Mas esse não é o principal empecilho. A estrutura do telhado da academia é o principal problema. “Quando chove, não tem aula. A academia fica completamente alagada. As madeiras que sustentam as telhas estão extremamente envergadas por causa da infiltração, o que deixa o telhado com várias ‘barrigas’, fazendo a água ficar parada, e ir se infiltrando pelas paredes. Se alguém cedesse os materiais, eu mesmo consertaria isso, faria toda a mão de obra. Não é necessário pagar pedreiros, soldadores. Sei fazer tudo isso, só preciso do material”, explicou Jamaika. E como se não bastasse, o banheiro das mulheres também acumula marcas das décadas sem reforma. “É vergonhoso quando vem uma aluna, ou mãe de algum aluno, e elas não tem um banheiro”, conta o contramestre.

Atualmente o “Navalha” - que já contou com centenas de alunos e alunas - tem agora apenas oito alunos. Para a sorte de Jamaika, um de seus alunos ministra um projeto social do Ipanema, onde mais de 50 crianças fazem aula de capoeira gratuitamente. “Eu não ligo se alguém não puder pagar a mensalidade. É apenas uma taxinha que eu cobro pra me ajudar com a conta de água, e para comprar algumas coisas para própria academia. Ao preço de R$30 por mês, é o esporte mais barato de Fernandópolis. Talvez por isso as pessoas pensem que isso aqui não tem valor”, explica Jamaika.

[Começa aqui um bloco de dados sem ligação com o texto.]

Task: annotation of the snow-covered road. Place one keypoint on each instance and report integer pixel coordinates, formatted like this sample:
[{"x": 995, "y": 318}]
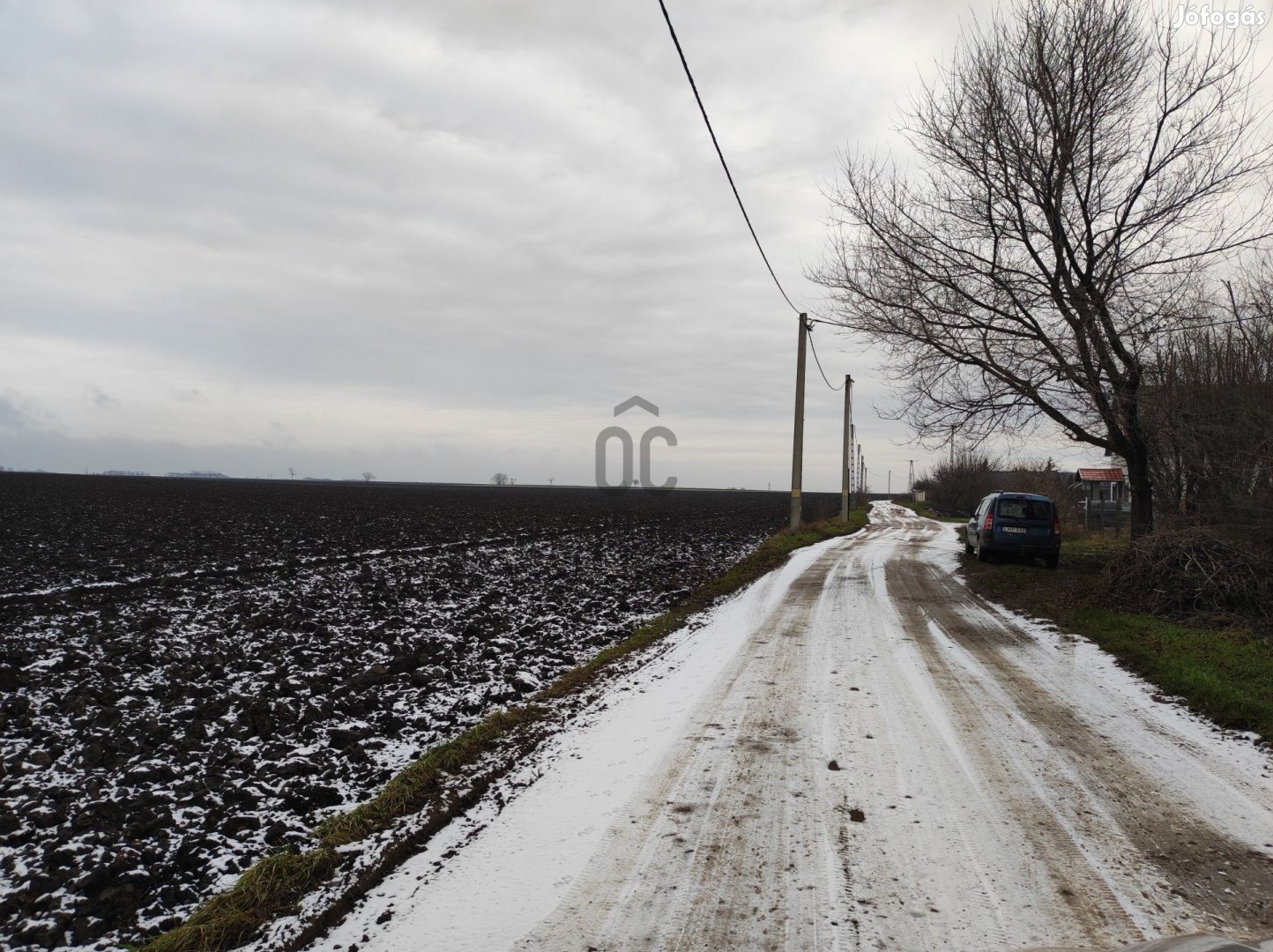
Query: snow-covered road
[{"x": 856, "y": 753}]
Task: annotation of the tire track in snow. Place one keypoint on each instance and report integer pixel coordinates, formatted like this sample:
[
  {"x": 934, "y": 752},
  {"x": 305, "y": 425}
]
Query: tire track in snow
[{"x": 992, "y": 793}]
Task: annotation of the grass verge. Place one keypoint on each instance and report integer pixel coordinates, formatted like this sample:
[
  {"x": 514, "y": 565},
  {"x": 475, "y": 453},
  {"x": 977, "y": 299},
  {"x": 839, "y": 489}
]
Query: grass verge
[
  {"x": 922, "y": 509},
  {"x": 1225, "y": 673},
  {"x": 274, "y": 885}
]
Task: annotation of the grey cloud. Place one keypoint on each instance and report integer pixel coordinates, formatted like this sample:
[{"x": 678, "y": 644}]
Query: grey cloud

Uma das soluções para a capoeira de Fernandópolis voltar a ser como era antes é criar uma associação, e contar com uma subvenção em dinheiro da prefeitura, como é feito com outras artes marciais. “Eu queria que essa matéria do CIDADÃO ajudasse nisso. Quero que algum empresário interessado em nos patrocinar me procure, que a classe política veja a nossa necessidade e nos ajude, pois eu ajudo muito eles também. A capoeira ensinou a disciplina para muitos jovens, que poderiam fazer o mal pelas ruas de Fernandópolis”, desabafou  o contramestre.

Muitos projetos já foram iniciados em parceira com a secretaria de cultura de Fernandópolis, mas nenhum foi concluído. O projeto da gravação de um CD com as músicas do “Navalha” foi trilhado, mas não saiu do papel. Tudo isso se esbarra quando não há uma associação com um CNPJ para os projetos serem judicialmente registrados para receberem verba. É necessário que alguém incentive a criação da associação.

E mesmo diante de tudo isso, aonde quer que vá, o “Navalha d’ Ouro” é sempre respeitado pela sua história, pelos mestres que teve, e pelos quase 100 troféus conquistados ao longo dos anos. Fora de Fernandópolis, Mestre Saturnino, Mestre Cardoso e Contramestre Jamaika são extremamente respeitados e admirados. Dentro dela, nem tanto. Pelo menos não como deveria.